Então é exatamente isso o que eu faço.

Começo a rir. His-te-ri-ca-men-te.

Michael me olha assustado, como se eu fosse louco.

— Eu fiz xixi nas calças, Michi! — falo, enquanto luto para respirar e aperto os olhos com uma mão para segurar as lágrimas que ameaçam cair de tanto rir. Tombo o corpo por cima da escada, um antebraço apoiado no chão e a mão do outro braço equilibrando a xícara de café, sem fôlego e sem ser capaz de me controlar. 

Mas, por algum motivo, Michael não me acompanha. 

Ele permanece sério, grave, as sobrancelhas franzidas e as rugas profundas na longa testa. 

— Ah, vamos, não seja um estraga-prazer. — Pisco para ele, tentando me controlar, e rio com os cantos da boca para baixo. — Se não posso dar risadas da minha desgraça, que sentido faz tudo isso?

— Ah, tá, você só estava tentando causar risadas — Michael responde, o olhar frio, sem um pingo de humor na voz. — Você não estava estragando sua vida e sendo um constrangimento e um motivo de preocupação para todos que o amam, você só estava sendo um piadista.

É. Esse comentário me faz parar de rir.

Ela estragou minha vida, maldição! — respondo imediatamente, um pouco mais alto do que planejava, batendo com a palma da mão no chão.

— Dá para você parar de ser uma vítima por um segundo? — Michael sussurra irritado e olha para trás, em direção à porta de casa.

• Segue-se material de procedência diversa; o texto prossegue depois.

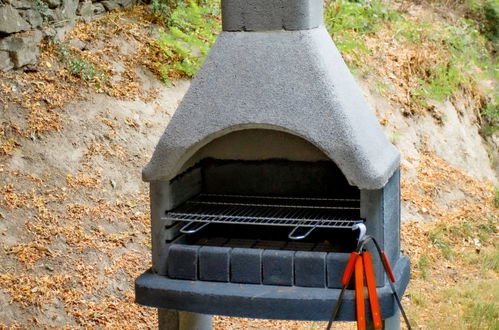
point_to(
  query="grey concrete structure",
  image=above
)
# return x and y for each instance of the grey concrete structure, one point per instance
(273, 115)
(289, 81)
(266, 15)
(260, 301)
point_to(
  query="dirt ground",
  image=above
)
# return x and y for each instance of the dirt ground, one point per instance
(74, 217)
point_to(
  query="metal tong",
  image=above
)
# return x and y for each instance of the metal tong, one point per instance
(360, 261)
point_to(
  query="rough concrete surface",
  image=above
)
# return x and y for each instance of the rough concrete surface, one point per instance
(290, 81)
(265, 15)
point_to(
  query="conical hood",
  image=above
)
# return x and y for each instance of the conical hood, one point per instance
(291, 81)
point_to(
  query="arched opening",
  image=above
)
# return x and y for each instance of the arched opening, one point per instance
(255, 177)
(270, 163)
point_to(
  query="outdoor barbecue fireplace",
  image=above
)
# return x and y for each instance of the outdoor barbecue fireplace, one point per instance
(270, 159)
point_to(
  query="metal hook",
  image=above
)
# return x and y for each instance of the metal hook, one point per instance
(362, 230)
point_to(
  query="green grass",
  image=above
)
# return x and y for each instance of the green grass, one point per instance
(79, 67)
(463, 48)
(190, 32)
(480, 304)
(423, 266)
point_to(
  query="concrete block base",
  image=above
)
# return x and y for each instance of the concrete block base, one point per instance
(260, 301)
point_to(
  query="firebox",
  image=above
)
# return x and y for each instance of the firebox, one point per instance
(269, 161)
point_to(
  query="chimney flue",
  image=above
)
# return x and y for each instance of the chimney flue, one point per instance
(267, 15)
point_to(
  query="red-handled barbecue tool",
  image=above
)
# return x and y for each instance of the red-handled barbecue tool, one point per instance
(371, 290)
(360, 308)
(361, 262)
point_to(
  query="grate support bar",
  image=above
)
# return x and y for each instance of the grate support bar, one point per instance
(303, 214)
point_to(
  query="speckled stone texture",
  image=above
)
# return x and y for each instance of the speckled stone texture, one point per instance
(289, 81)
(265, 15)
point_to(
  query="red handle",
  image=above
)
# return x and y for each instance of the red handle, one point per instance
(359, 294)
(347, 274)
(371, 290)
(388, 267)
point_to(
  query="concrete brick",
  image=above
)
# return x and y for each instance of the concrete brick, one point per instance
(335, 265)
(277, 267)
(214, 263)
(183, 262)
(310, 269)
(246, 265)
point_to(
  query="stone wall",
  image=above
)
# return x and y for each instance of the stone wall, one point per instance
(24, 23)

Não sei se se preocupa que Renata vá ouvir-nos ou o que. Não é o que tenho dito? Mulheres são um saco. — A Lucy tomou uma decisão errada? Sim, tomou. Mas você... — Ele aponta na minha direção quando diz isso. — Você tem o poder de decidir o quanto isso vai te afetar.

— Desde quando você se transformou num livro de auto-ajuda? — pergunto sarcasticamente e bebo meu último gole de café.

— Desde que você se transformou num cretino desesperado e necessitado de ajuda. — Revida imediatamente. E nem posso rebater porque ele tem absoluta razão.

— Certo — respondo baixinho, encarando o fundo da xícara, e balanço a cabeça uma única vez.

— Eu não quis dizer isso... — Michael começa.

— Não, você está certo. — Interrompo. — Eu não tinha planejado isso, não imaginei que fosse ficar tão ruim.

— Você está passando por uma fase ruim.

Rio sem humor. Um gigantesco eufemismo.

— É — é tudo o que digo, desejando silenciosamente morrer.

— Você vai se esforçar para que isso não se repita? — Michael pergunta, empurrando de leve meu ombro com o seu. Hesitantemente, indico com a cabeça que sim. Sou um homem de palavra. É isso que me acaba.

— Está decidido — digo, tentando me levantar. — E nem vou mais sair com ninguém para não correr o risco de ficar bêbado novamente.

Michael se coloca de pé também, com uma certa dificuldade. Lentamente está ficando barrigudo, além de careca.

— Isso não foi o que eu sugeri. — Michael cruza os braços.

— Mas é a consequência. — Dou de ombros. — Você está vendo meu estado. Sair para jantar não funciona mais para mim.

— Por mim, leve-a para um brunch na sua casa! Leve-a para saltar de pára-quedas, brincar de paintball, andar de tandem!Michael gesticula intensamente enquanto fala essas coisas, então sei que está realmente investido nisso. — Sua falta de controle com álcool é a última desculpa que você poderia dar para não sair com alguém!

Puxo a jaqueta imunda do terno que está no chão e tento bater na minha calça e camisa algumas vezes para tentar, inutilmente, melhorar um pouco o estado.

— Eu não saberia fazer essas coisas com alguém que nem conheço — retruco, chutando o chão. — Jantar para um primeiro encontro já é difícil o suficiente...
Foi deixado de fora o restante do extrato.